Archives for January 2007

I’ll be at SES London next month

I’m going to SES London 2007. I’ll be hanging at the conference (which runs Tuesday February 13th to Thursday February 15th), and I’ll do a Keynote Conversation with Chris Sherman that Wednesday.

If you’re at the conference, please come up and say hello!

“Undetectable” spam

I was reading Loren’s write up on a new link selling service from V7N. He points out an interesting claim from the company, which says

Contextual Links @ V7N are undetectable to search engines. Whether it be by human or algorithmic filtering, our links are impossible to detect. Additionally, an enforced non-disclosure agreement prevents both publishers and advertisers from revealing participating publishers and advertisers.

(emphasis preserved from the original.) Suffice it to say, if “undetectable to search engines” is listed as one of the major selling points of a particular link scheme, it probably violates our quality guidelines and the guidelines of other major search engines.

The “undetectable” claim brought up fond memories of another time someone claimed to me that their spam was undetectable.
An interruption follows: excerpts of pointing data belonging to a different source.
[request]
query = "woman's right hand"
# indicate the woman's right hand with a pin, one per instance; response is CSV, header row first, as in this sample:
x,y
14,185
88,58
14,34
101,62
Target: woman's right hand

It was November 2002, so cue up the wavy time-warp special effect and let’s go back in time. 🙂

I had just removed a very large data recovery website from Google. They asked me why their website appeared to be penalized. I replied with this email:

Pages like
http://www.xxxxxxxxxx.com/data-recovery-software-cw.html
http://www.xxxxxxxxxx.com/data-recovery-software-dr.html
http://www.xxxxxxxxxx.com/data-recovery-software-mn.html
http://www.xxxxxxxxxx.com/data-recovery-software-aa.html
http://www.xxxxxxxxxx.com/data-recovery-software-it.html
http://www.xxxxxxxxxx.com/data-recovery-software-gl.html

appear to have garbage doorways with text about random SCSI things.
Visiting those pages in Internet Explorer just redirects to your
homepage. Using doorways + sneaky redirects is a serious violation
of Google’s spam guidelines. In order to relist you (and it will take
about 7-8 weeks), we need to have clear evidence that all these pages
are gone, and that we won’t see these sort of tricks on your domain
again.

Matt

(domain name removed to protect the guilty back in 2002.)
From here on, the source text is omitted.